00:36:12   that, but most specifically I'd like to hear about this CarPlay thing that apparently

00:36:17   you've added.

00:36:18   Yes, I added CarPlay.

00:36:20   All right, moving on.

00:36:22   So, Microsoft, no, so how did that come to be?

00:36:26   Because my understanding of CarPlay is that's not the sort of thing that you can just decide

00:36:30   you want to be a part of.

00:36:32   So how did that happen?

00:36:36   What are you willing to share?

00:36:38   - Well, I started asking people at Apple,

00:36:41   how do I become a CarPlay app?

00:36:42   And over time, I eventually got to the right person

00:36:46   and got through the process.

00:36:49   - That was a much less exciting story than I owe.

00:36:54   - It was a pretty unexciting process, to be honest.

00:36:56   I mean, I'm not sure if I can really reveal the details,

00:36:58   but they're not that exciting.

00:37:00   I asked around for a long time and eventually got in.

00:37:05   That's the story, that's it.

00:37:07   - So how did you get, you posted a picture

00:37:09   of the little like screen, car screen thingy

00:37:13   that you have hooked up to a converter

00:37:16   so you can feed it 12 volts DC.

00:37:18   What is that?

00:37:19   Why did you buy it?

00:37:20   Was it a recommended thing?

00:37:21   Did it come as part of the program?

00:37:24   All that stuff.

00:37:26   - It is exactly as boring as of a story

00:37:28   as you would imagine.

00:37:30   I wanted to test on real CarPlay hardware

00:37:32   before I released it.

00:37:34   So I went to Best Buy and bought the cheapest car radio

00:37:37   that supported CarPlay,

00:37:39   and I bought a cheap 12 volt power supply on Amazon

00:37:41   for 20 bucks, and I brought it home,

00:37:44   plugged it in and tested it.

00:37:45   - Does your car support CarPlay?

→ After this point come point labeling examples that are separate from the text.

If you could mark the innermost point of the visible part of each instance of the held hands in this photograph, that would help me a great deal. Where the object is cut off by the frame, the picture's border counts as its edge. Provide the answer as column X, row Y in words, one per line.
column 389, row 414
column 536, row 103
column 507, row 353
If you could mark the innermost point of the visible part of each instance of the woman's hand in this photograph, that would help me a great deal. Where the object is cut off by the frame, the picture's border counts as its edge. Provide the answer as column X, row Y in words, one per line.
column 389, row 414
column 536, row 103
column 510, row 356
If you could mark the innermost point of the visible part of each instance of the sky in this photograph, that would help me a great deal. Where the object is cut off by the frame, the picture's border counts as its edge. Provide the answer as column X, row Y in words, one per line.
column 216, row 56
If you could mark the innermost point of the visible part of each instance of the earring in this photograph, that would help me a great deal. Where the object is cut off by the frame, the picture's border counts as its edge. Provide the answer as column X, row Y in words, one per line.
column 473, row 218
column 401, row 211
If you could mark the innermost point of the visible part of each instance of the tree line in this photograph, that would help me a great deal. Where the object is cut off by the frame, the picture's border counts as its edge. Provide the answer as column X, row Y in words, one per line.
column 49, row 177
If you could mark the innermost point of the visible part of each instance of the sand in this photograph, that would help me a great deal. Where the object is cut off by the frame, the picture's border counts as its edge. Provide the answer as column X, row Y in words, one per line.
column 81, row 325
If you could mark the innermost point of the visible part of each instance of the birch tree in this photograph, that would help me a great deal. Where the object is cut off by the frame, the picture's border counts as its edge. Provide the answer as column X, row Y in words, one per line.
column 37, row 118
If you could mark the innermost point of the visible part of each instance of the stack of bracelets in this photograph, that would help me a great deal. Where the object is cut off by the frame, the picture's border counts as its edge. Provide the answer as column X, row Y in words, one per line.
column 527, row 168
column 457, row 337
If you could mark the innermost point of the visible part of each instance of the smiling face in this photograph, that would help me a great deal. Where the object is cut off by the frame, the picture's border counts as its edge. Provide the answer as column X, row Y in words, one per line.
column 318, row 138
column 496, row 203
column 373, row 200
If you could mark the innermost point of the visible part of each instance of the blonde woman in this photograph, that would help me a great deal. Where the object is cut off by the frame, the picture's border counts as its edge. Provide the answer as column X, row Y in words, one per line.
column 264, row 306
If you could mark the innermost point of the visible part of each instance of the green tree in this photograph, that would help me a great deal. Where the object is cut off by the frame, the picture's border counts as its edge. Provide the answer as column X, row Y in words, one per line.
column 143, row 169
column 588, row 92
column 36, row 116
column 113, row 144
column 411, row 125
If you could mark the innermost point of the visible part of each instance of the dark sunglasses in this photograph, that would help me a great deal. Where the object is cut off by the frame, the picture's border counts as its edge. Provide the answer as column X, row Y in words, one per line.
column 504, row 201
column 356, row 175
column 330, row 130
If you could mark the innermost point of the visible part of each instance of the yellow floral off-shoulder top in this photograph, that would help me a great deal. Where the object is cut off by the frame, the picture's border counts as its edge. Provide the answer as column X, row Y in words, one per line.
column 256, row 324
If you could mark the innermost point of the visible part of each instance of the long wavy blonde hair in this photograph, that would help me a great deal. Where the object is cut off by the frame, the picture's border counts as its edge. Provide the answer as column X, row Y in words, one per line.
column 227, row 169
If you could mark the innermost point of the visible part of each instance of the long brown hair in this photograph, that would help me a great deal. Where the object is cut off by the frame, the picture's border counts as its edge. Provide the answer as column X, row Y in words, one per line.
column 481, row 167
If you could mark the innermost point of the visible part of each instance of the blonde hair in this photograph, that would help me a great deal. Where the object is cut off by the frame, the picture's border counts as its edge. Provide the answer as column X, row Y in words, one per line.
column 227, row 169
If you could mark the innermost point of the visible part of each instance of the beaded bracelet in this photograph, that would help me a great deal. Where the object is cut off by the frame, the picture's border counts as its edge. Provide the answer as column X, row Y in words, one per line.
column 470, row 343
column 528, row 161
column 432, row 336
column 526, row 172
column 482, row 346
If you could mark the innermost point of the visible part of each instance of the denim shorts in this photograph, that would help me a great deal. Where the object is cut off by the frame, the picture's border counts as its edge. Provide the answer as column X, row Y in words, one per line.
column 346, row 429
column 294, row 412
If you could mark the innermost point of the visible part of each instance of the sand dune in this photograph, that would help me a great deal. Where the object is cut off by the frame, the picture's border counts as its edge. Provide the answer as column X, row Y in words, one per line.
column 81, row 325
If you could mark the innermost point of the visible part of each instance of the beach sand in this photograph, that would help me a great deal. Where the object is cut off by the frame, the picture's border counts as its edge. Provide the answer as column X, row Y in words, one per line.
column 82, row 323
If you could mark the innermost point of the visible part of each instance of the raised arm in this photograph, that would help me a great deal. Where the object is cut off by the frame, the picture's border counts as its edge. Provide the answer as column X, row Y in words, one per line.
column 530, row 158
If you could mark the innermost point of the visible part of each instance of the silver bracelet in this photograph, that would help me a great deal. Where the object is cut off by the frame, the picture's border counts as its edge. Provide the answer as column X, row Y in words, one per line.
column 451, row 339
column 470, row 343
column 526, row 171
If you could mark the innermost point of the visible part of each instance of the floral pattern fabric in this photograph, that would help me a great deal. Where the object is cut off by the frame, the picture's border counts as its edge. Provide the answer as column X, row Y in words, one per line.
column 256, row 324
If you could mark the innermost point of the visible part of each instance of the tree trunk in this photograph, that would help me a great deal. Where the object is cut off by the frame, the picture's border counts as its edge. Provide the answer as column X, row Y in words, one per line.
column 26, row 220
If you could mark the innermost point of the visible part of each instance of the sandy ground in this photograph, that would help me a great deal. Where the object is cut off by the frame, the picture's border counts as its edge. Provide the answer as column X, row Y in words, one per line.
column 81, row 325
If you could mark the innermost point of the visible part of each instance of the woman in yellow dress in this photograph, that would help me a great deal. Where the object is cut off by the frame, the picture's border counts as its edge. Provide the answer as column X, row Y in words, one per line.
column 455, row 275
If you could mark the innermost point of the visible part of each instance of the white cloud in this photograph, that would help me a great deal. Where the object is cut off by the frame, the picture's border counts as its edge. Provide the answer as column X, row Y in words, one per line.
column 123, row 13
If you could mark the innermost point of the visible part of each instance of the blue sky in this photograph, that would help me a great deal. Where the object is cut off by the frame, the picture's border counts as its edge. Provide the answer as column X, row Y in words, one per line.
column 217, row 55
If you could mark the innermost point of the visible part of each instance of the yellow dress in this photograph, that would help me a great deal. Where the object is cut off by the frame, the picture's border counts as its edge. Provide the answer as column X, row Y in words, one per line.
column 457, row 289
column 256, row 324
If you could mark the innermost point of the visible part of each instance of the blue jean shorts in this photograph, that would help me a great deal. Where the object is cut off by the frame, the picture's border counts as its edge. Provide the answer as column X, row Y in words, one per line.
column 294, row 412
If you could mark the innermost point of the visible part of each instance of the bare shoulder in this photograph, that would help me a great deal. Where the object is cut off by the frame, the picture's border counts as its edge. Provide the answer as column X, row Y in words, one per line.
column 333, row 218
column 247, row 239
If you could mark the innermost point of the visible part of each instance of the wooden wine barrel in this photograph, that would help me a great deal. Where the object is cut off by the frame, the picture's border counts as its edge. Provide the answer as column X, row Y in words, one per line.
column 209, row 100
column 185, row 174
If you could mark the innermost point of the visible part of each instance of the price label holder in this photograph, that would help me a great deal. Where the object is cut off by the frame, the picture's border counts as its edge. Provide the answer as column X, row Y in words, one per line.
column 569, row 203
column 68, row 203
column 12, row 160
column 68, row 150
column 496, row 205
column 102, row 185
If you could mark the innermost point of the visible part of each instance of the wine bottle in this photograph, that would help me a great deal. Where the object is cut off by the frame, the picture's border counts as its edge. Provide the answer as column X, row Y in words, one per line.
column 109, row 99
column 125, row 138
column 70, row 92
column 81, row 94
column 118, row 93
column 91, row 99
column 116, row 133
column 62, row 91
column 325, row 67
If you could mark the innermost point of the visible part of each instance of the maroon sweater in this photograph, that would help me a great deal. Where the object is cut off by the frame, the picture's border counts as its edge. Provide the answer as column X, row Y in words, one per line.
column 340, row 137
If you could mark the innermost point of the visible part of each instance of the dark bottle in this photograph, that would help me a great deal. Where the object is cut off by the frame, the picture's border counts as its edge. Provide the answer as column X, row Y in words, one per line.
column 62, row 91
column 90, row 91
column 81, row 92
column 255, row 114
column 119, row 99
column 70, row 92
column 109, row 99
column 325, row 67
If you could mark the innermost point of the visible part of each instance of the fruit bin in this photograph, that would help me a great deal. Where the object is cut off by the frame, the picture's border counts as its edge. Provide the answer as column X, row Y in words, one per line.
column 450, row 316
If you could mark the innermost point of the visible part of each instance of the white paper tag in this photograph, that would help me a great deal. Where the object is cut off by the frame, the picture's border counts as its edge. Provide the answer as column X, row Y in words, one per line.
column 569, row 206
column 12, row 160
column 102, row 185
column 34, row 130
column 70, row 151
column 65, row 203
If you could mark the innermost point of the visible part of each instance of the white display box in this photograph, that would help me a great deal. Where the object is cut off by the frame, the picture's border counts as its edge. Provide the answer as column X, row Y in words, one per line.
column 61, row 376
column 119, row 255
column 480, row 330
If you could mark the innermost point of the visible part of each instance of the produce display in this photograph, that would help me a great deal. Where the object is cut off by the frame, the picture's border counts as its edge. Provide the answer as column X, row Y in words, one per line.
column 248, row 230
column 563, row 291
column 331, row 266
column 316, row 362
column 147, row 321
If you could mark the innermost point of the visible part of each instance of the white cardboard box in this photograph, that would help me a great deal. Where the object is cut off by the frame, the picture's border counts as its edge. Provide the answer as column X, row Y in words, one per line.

00:37:47   Did any of your cars support it?

00:37:48   - No.

00:37:49   - Oh, so you couldn't actually use the car.

00:37:50   It wasn't just a matter of you didn't want to be sitting

00:37:51   in a garage with your car or whatever.

00:37:54   You wanted to have it on your desk,

00:37:55   but you don't even have anything we can use.

00:37:56   So this is a feature you're not even going to use yourself.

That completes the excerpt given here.